Page MenuHomePhabricator

Client Developer has a cookie-free API call
Open, MediumPublic

Description

"As a Client Developer, I want to avoid getting Set-Cookie headers, or having to provide Cookie headers, in my API requests, so that I can concentrate on OAuth 2.0 as the sole way to authorize my app."

RESTful API servers are usually cookie-free; client developers don't have to keep track of cookies in their clients, and can use other authentication mechanisms, like OAuth 2.0, for their authorization.

MediaWiki and other parts of our stack can add cookies even for API endpoints, so it would be beneficial to enforce this cookie-free discipline at the gateway level.

See sub-tasks for done criteria.

Event Timeline

I noticed recently when using the Core REST API that my client received these cookies:

curl -v https://en.wikipedia.org/w/rest.php/v1/page/Sandbox
# ... other output ...
set-cookie: WMF-Last-Access=23-Jul-2020;Path=/;HttpOnly;secure;Expires=Mon, 24 Aug 2020 12:00:00 GMT
set-cookie: WMF-Last-Access-Global=23-Jul-2020;Path=/;Domain=.wikipedia.org;HttpOnly;secure;Expires=Mon, 24 Aug 2020 12:00:00 GMT
set-cookie: GeoIP=CA:QC:Montreal:45.53:-73.59:v4; Path=/; secure; Domain=.wikipedia.org

I'm not actually sure where these come from. If they're upstream of the gateway, it would be cool to filter them out if we can. If they're downstream of the gateway, it would be interesting to know how important they are and if they could be left out of requests that are specifically for the API.

eprodromou reassigned this task from eprodromou to hnowlan.Jul 27 2020, 1:00 PM
eprodromou triaged this task as Medium priority.

Should Envoy be concerned with managing cookies at all? If cookies are being set then that seems like a problem with Mediawiki or other upstream services. I think Envoy should not bother managing cookies at all, it's up to the upstream services to ignore cookies if cookies are for some reason being set.

WDoranWMF moved this task from Ready to Doing on the Platform Team Workboards (Green) board.
WDoranWMF added a subscriber: hnowlan.
eprodromou updated the task description. (Show Details)
eprodromou added a subscriber: WDoranWMF.

I split this into two tasks, T259294 and T259296.

I'm going to figure out how important the cookie headers that are coming from the MediaWiki REST API are; if they're not important, we can do the second ticket, but that shouldn't block the first.

OK, I'm learning important things about cookies! The WMF-Last-Access and WMF-Last-Access-Global cookies are set by Varnish and/or ATS for unique device tracking, documentation here:

https://wikitech.wikimedia.org/wiki/Analytics/Data_Lake/Traffic/Unique_Devices/Last_access_solution

The GeoIP cookie is for Analytics; documented here.

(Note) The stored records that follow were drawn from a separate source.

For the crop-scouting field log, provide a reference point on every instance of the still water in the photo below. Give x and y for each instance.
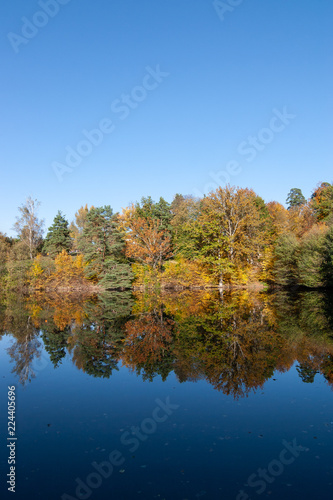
(172, 396)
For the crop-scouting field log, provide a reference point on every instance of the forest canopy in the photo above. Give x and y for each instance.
(230, 237)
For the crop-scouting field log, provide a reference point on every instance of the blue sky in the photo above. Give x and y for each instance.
(225, 76)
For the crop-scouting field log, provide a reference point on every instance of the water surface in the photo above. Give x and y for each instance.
(189, 395)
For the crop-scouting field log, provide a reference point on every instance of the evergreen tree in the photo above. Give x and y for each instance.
(58, 237)
(295, 198)
(102, 245)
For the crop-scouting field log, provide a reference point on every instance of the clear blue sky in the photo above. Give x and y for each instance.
(225, 77)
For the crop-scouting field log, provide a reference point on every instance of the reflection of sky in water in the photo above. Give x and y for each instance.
(206, 448)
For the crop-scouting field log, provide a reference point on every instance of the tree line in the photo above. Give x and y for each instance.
(228, 237)
(235, 341)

https://wikitech.wikimedia.org/wiki/Geolocation

All of them are set by Varnish or the traffic layer, so cookie-filtering in Envoy won't affect them. I'm going to check with Traffic team if they make sense for API traffic (seems like no to me, but I could be wrong), and if not if it's possible to leave them off for API Gateway requests.

WDoranWMF added subscribers: Nuria, Ottomata.EditedJul 31 2020, 12:38 PM

OK, I'm learning important things about cookies! The WMF-Last-Access and WMF-Last-Access-Global cookies are set by Varnish and/or ATS for unique device tracking, documentation here:

https://wikitech.wikimedia.org/wiki/Analytics/Data_Lake/Traffic/Unique_Devices/Last_access_solution

The GeoIP cookie is for Analytics; documented here.

https://wikitech.wikimedia.org/wiki/Geolocation

All of them are set by Varnish or the traffic layer, so cookie-filtering in Envoy won't affect them. I'm going to check with Traffic team if they make sense for API traffic (seems like no to me, but I could be wrong), and if not if it's possible to leave them off for API Gateway requests.

Can we also check with Analytics? @Nuria and @Ottomata are these cookies useful for request to the MW REST API and/or would they be in the future?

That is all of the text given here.